La réponse réflexe, c’est l’argent, et l’Europe en a apporté — les financements publics consacrés à l’espace ont à peu près doublé au cours de la dernière décennie. Pourtant, la production n’a pas doublé avec eux, ce qui laisse entendre que le problème n’a jamais vraiment été financier. Le nouvel instinct est la réglementation : un Space Act européen destiné à mettre de l’ordre dans un marché chaotique. L’ordre est bienvenu ; davantage de comités, beaucoup moins. Si la loi ajoute de nouvelles règles à la même machinerie fragmentée, elle risque de traiter le symptôme tout en nourrissant discrètement la maladie — et elle aurait déjà inquiété des États partenaires et des alliés qui attendaient un coup de main, non un règlement plus épais.

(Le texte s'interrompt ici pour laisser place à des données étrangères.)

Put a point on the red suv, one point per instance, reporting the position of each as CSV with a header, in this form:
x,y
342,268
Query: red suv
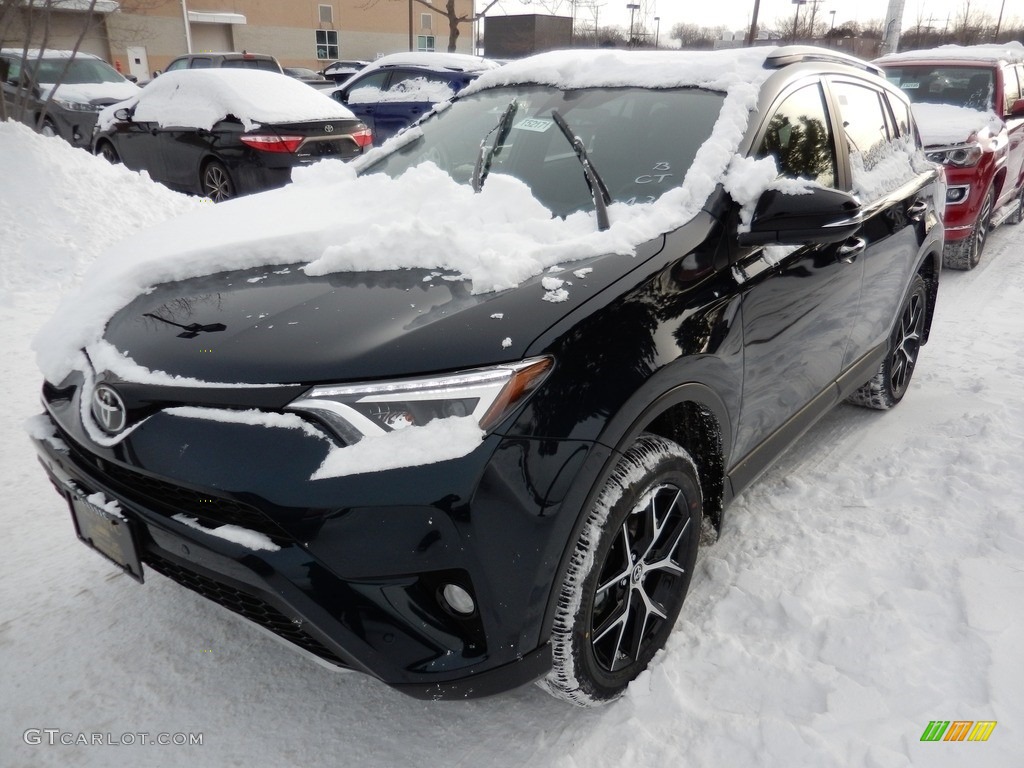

Il existe une version de cette histoire qui se termine bien. La Norvège a commencé à tester un nouveau spatioport ; des start-up à travers le continent se lancent à la poursuite de la fusée réutilisable que l’Europe avait renoncé à construire du premier coup. La prouesse qui a placé Galileo au-dessus de nos têtes n’a pas disparu. Mais la fenêtre de tir n’est pas large, et chaque satellite stratégique qui monte à bord de la fusée d’un autre devient un élément de plus dans un débat feutré sur ceux auxquels l’Europe peut réellement se fier. Pour l’instant, la réponse la plus honnête est une entreprise à une publication sur les réseaux sociaux de changer d’avis. L’Europe a construit de brillantes machines pour veiller sur le monde. Elle a oublié de construire ce qui les élève.